La mujer se levantó al ver que la miraba. Con una sonrisa extrema, casi aterradora, se acercó y me dio dos efusivos besos. Yo permanecí inmóvil.
-Gio entonces, ¿eh?. Yo soy Paola. Un placer.- Su belleza era inegable, pese a las arrugas bajo las que escondía su rostro.
-Encant...- No me dejó hablar, ya la volvía a tener encima besándome como una madre al hijo que reencuentra después de veinte años.
-Ya conoces a mi marido, te encantará esto, ya verás. Te he matriculado en el colegio, el lunes empiezas. ¿Has comido algo? Debes estar hambriento.
-No tengo hambre.- Era mentira, pero me mareaba la velocidad con la que parloteaba, no sabía qué responder, por lo menos me aseguré una noche corta.
-Bueno, estarás cansado, mañana te contaré todo lo que quieras saber. ¿Te gusta la decoración?- Entró en la sala el hombre delgado.- Oh, este es Samuel, ya le has visto antes en la entrada. Te acompañará a tu habitación. Tienes que descansar, mañana encontrarás ropa limpia, quítate esos harapos.-
Era lo más parecido a una madre que había tenido en mi vida y ya la odiaba. Me repugnaba como hablaba, me trataba como si fuera un pobre niño desvalido en busca de su mamá. No soy el jodido Marco.

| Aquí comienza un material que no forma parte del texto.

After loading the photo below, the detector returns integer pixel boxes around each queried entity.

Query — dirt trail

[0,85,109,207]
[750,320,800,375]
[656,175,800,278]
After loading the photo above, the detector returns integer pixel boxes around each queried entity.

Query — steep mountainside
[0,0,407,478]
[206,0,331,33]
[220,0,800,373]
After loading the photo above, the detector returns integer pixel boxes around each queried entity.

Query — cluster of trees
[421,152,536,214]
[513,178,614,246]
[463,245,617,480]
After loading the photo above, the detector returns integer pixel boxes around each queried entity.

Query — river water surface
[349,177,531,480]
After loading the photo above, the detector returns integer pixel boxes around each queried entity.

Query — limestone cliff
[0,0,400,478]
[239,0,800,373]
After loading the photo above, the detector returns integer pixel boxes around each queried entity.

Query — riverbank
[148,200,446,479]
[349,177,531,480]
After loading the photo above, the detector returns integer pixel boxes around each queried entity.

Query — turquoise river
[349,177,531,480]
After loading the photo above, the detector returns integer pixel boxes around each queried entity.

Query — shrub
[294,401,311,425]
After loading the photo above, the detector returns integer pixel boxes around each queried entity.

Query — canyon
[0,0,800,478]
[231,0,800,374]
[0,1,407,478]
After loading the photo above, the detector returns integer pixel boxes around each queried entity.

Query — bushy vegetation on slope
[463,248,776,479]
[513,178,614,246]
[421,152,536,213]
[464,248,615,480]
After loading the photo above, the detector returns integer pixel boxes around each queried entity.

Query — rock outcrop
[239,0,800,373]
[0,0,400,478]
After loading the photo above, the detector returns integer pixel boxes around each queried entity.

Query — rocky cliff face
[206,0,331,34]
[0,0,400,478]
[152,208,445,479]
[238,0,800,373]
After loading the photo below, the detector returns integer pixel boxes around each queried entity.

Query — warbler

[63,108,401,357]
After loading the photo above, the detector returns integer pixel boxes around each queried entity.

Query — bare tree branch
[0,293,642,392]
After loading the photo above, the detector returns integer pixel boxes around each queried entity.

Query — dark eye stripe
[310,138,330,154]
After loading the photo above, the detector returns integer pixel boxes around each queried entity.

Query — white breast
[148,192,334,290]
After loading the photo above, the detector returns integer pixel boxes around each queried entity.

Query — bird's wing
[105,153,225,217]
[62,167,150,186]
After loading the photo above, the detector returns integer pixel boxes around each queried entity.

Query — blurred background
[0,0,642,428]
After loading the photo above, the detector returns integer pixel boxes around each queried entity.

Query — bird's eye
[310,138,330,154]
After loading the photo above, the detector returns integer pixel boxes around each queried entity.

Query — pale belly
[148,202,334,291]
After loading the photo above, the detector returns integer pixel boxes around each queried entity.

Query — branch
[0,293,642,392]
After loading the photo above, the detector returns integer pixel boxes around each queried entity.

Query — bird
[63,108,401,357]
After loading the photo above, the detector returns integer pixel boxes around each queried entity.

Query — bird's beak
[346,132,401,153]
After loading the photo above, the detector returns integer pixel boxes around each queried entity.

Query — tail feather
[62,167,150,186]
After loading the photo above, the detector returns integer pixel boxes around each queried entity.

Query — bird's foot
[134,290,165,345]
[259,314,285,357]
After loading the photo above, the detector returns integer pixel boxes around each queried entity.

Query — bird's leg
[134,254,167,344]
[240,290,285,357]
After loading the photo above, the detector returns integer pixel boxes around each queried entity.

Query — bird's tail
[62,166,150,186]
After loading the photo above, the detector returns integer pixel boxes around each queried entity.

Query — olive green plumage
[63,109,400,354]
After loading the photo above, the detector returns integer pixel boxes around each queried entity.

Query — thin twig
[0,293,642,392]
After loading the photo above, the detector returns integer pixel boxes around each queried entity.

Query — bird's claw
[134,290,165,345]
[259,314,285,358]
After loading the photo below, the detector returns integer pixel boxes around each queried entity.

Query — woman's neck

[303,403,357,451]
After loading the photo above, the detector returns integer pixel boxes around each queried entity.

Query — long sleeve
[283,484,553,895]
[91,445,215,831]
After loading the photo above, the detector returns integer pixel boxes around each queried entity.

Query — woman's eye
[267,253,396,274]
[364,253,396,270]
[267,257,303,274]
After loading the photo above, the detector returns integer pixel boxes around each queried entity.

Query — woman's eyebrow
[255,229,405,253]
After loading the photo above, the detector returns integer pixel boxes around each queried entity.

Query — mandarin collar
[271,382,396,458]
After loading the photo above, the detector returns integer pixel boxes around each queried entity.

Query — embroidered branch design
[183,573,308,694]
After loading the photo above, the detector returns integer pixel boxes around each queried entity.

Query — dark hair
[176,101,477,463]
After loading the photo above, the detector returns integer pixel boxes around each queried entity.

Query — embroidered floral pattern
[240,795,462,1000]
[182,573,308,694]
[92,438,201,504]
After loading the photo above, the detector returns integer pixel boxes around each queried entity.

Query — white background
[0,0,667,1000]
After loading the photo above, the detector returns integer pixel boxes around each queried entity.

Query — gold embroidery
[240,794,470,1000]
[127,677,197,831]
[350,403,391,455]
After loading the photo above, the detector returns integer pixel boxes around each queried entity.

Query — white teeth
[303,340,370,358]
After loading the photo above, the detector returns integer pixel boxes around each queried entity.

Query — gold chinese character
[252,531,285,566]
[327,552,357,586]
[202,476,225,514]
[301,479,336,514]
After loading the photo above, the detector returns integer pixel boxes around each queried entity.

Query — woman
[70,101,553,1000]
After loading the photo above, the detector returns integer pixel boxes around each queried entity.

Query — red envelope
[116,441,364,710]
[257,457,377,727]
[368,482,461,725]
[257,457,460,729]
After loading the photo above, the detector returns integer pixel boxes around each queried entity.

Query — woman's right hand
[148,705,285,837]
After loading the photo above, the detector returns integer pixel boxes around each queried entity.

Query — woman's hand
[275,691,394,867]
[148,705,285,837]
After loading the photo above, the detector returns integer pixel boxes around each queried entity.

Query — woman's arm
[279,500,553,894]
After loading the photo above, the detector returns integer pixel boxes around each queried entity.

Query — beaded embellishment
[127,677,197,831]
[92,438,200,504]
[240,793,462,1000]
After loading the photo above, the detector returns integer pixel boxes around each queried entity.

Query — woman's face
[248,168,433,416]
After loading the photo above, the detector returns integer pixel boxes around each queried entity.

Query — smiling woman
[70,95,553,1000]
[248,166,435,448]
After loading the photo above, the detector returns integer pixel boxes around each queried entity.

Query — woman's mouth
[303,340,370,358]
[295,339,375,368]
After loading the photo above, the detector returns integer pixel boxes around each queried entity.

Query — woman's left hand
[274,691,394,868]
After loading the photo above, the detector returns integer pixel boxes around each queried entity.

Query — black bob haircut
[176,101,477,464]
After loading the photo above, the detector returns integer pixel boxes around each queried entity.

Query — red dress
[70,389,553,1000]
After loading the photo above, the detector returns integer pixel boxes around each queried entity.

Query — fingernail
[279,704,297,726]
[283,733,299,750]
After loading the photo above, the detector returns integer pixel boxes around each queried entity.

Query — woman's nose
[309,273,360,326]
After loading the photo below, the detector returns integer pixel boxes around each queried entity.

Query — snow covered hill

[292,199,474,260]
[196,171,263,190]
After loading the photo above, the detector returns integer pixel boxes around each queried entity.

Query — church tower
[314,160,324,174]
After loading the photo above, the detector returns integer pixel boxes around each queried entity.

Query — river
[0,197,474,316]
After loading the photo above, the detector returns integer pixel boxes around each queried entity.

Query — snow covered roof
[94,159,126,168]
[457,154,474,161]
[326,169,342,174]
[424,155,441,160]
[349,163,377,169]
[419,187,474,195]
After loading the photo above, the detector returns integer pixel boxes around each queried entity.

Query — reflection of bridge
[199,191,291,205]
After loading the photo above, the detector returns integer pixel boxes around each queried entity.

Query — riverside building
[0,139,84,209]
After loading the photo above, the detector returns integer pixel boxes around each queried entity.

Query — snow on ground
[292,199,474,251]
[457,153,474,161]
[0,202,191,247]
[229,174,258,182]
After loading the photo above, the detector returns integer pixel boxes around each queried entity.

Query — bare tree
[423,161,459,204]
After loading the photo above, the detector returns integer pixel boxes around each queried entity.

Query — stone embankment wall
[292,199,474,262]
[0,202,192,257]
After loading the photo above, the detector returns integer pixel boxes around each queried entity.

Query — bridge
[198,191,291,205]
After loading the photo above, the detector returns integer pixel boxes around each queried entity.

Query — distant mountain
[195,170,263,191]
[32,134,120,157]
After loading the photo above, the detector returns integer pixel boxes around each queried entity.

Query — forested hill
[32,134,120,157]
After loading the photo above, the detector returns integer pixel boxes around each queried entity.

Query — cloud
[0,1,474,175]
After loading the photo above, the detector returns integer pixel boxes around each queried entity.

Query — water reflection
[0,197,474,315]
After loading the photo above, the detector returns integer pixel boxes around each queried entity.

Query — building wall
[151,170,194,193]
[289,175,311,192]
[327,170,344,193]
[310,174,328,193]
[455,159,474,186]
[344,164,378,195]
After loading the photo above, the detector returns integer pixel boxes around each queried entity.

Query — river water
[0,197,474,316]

Samuel me dijo donde estaba mi habitación y salió a la puerta principal. Subí las escaleras. La luz del pasillo estaba encendida. El largo corredor, que solo tenía puertas en el lado derecho, seguía tras girar a la izquierda. No quise descubrir que habría en otra habitación que no tuviese la puerta abierta. La segunda era el baño. Entré en la tercera y cerré. Me tumbé sin sueño, había hecho 700 kilómetros dormido. Me dormí al instante.